Some dog trainers and owners swear by electronic “shock” collars to bring bad habits to heel, despite the devices being banned in some countries. But are they really bad for your pooch? A new study says yes.
The study by researchers at the University of Lincoln in Britain, published in PLOS ONE, suggests that electronic collars, or e-collars, caused the dogs to get stressed. They found dogs that were trained with e-collars spent significantly more time tense, yawned more often and engaged in less “environmental interaction” compared with other dogs.
“It seems that the routine use of e-collars even in accordance with best practice, as suggested by collar manufacturers, presents a risk to the well-being of pet dogs,” lead author Jonathan Cooper said in a press release summarizing the study.
Your local Wal-mart sells an array of “dog shock collars” from the “High Tech Pet Bark Terminator” to the “Electric Fence Collar” and remote training e-collars you can operate from afar with the press of a button.
The collars have a device that delivers short electric shocks to the neck of a dog.

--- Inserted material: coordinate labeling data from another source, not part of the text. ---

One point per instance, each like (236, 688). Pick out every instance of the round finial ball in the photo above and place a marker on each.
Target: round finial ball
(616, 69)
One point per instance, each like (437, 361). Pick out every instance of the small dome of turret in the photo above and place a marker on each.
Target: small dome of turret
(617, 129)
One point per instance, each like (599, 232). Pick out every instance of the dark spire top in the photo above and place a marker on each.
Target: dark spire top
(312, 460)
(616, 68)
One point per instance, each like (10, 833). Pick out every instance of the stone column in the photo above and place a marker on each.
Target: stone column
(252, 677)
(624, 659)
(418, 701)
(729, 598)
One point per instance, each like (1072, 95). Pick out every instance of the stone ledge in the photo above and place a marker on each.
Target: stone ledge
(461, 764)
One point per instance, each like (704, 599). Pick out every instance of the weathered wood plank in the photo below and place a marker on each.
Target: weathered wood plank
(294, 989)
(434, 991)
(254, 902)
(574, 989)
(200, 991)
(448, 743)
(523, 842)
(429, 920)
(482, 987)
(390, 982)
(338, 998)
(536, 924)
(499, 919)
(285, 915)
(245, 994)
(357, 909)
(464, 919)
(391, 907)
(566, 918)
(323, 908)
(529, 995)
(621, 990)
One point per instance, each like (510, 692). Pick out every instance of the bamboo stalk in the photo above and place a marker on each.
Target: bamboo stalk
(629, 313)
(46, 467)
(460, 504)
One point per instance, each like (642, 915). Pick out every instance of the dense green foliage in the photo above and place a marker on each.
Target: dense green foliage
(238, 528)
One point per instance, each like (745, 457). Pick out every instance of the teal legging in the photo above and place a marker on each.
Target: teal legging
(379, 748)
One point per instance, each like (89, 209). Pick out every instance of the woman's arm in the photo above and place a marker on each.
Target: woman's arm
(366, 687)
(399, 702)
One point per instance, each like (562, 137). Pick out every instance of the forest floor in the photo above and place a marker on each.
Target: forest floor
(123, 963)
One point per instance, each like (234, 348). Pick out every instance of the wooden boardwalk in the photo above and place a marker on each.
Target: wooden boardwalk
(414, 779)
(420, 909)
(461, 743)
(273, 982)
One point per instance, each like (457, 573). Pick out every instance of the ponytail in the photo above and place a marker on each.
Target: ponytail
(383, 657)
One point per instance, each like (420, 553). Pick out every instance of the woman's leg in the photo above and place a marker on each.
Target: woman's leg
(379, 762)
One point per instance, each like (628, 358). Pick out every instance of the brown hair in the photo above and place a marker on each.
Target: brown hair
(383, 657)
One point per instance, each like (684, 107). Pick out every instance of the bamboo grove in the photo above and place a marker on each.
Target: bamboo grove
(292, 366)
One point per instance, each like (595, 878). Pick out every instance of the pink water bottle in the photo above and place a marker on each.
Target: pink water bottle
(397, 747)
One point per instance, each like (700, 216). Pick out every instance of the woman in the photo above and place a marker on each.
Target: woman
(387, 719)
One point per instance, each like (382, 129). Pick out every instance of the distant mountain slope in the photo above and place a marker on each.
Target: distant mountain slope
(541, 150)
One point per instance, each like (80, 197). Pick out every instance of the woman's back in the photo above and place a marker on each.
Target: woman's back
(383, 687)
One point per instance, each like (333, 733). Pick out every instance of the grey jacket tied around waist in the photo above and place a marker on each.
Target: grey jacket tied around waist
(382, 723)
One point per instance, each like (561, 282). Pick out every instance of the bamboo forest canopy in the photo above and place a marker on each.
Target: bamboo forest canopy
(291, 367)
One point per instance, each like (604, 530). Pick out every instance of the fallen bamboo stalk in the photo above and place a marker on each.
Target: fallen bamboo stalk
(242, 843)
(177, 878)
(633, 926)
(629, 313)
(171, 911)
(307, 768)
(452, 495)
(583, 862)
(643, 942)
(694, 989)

The device has different settings that manage the intensity and duration of these shocks.
One brave human on YouTube even demonstrated the full range of shock collar intensity levels, imitating the bark of a dog to see if he could endure the “electric stimuli” used to train our furry companions.
Most devices these days also have “pre-warning” cues such as auditory or vibration signals that come before the electric shock. Used with verbal commands, this trains dogs to avoid the shocks — and the undesirable behavior.
The study found that in some instances trainers often did not use the e-collars according to the manufacturer’s instructions — without pre-warning cues and at high intensity. Where qualified trainers used the e-collar at low settings and with pre-warning clues, the dogs trained using the e-collar still showed some signs of distress compared with dogs trained through other methods.
The 63 pet dogs that participated in the study were split into three groups. One group was trained by industry-approved trainers using e-collars, another trained by the same trainers without e-collars and a third trained by members of the United Kingdom’s Association of Pet Dog Trainers, again without the use of an e-collar.
The dogs were trained for 15 minutes twice a day for 4-5 days. The sessions were recorded on video so researchers could later analyze behavior. Samples of saliva and urine were also collected to measure cortisol — a hormone related to stress – during the training period.
Though the collars are efficient, the study concluded there was no consistent benefit to using electronic shock collars that would outweigh the negative effect on the welfare of any misbehaving mutt.
The authors are Jonathan J. Cooper, Nina Cracknell, Jessica Hardiman, Hannah Wright and Daniel Mills of the School of Life Sciences at the University of Lincoln.